PROTOCOL · MCP
MCP — Model Context Protocol
The standardized tool-calling surface between large language models and external data sources. Aethelforge speaks MCP natively.
THE ANSWER
What is the Model Context Protocol (MCP)?
The Model Context Protocol (MCP) is an open specification from Anthropic that standardizes how LLMs call tools and fetch context from external servers. It gives any MCP-aware model access to any MCP-compliant server — eliminating the one-off integration work that used to ship with every LLM deployment.
What MCP actually is
Before MCP, every model vendor ran their own tool-calling dialect. OpenAI had function calling, Anthropic had tool_use, Google had function declarations, and the agent tooling ecosystem was fifty thousand lines of glue code all doing roughly the same thing. If you wanted to plug a model into a new data source, you rebuilt the bridge from scratch.
MCP replaces that with a single wire format. A model — or more specifically, the client running on the model's behalf — speaks MCP to a server that exposes resources, tools, and prompts. The server can be your filesystem, your CRM, your product catalog, a git repo, or anything else. The client does not need to know how any of it works. It just asks.
The wire
MCP is JSON-RPC over a transport. Originally stdio (for local servers), then HTTP with Server-Sent Events for remote. The model sends requests — list_resources, read_resource, call_tool— and the server responds with structured results the model can reason over. There's a capability handshake up front, so each side declares what it supports before any real work happens.
The point of the handshake is not elegance. It is legibility. If every merchant in the agent economy spoke a different dialect, every agent would require a different client. MCP collapses that to one.
How Aethelforge uses it
Aethelforge exposes its core capabilities — catalog discovery, intent signing, handshake initiation, settlement lookup — as MCP resources. An agent that already speaks MCP (meaning, essentially every agent framework shipping today) gets access for free.
Specifically:
aethelforge://catalog/{domain}returns the live agent-commerce manifest for any domain running Forge SDK.aethelforge://handshakeis a tool that kicks off a signed intent handshake and returns the resulting receipt URL.aethelforge://settlements/{receipt_id}returns settlement state and the on-chain or off-chain reference.

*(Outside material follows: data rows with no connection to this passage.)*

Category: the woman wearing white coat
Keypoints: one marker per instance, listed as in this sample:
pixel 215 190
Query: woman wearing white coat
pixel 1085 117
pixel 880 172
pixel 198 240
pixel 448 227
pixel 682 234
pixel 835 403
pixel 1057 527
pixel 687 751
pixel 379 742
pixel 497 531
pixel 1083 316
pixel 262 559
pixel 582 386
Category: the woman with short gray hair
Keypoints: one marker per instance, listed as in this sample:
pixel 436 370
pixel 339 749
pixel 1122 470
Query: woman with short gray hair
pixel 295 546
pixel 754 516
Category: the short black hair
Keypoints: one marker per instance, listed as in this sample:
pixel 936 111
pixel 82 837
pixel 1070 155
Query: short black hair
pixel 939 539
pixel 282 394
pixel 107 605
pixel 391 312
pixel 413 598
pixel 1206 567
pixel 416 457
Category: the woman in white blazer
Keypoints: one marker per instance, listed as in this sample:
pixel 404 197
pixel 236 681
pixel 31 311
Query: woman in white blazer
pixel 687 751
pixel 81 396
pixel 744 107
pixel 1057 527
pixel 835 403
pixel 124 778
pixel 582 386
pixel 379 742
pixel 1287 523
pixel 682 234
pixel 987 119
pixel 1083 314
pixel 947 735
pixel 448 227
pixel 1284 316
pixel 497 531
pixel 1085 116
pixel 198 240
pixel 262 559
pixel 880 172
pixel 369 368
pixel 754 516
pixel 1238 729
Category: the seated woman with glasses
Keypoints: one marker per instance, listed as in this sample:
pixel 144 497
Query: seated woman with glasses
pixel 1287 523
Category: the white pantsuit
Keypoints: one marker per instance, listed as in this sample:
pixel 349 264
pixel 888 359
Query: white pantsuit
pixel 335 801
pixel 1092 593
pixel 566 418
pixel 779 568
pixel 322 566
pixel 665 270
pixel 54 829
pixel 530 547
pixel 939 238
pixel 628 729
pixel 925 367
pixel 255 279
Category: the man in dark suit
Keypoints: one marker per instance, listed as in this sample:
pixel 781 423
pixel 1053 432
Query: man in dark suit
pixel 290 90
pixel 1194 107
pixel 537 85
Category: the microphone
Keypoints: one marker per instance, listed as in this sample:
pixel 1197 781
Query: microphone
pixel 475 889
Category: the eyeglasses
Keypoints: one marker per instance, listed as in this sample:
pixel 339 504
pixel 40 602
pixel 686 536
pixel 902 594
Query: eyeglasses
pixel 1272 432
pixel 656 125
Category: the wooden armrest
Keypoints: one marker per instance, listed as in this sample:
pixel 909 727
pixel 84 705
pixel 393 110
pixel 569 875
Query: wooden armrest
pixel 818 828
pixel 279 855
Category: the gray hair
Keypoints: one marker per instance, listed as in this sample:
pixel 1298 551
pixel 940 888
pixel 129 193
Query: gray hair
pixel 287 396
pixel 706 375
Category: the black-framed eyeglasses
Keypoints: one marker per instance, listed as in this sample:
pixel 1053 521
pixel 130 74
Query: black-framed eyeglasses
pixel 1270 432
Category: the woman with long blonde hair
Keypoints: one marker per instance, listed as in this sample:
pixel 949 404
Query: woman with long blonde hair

You can call those from Claude, from ChatGPT with an MCP adapter, from a custom LangChain agent, from a Python notebook. MCP is the surface; Aethelforge is the gate behind it.
The part nobody mentions
MCP is a context protocol. It is not a commerce protocol, not a payments protocol, and not an identity protocol. It carries your intent to the server; it does not sign it, settle it, or audit it. For that, Aethelforge composes MCP with ACP (the commerce handshake) and x402 (the settlement rail). Three protocols, one gate.
This is the right decomposition. MCP's job is to make your merchant legible. The rest of the stack is what makes the transaction gated.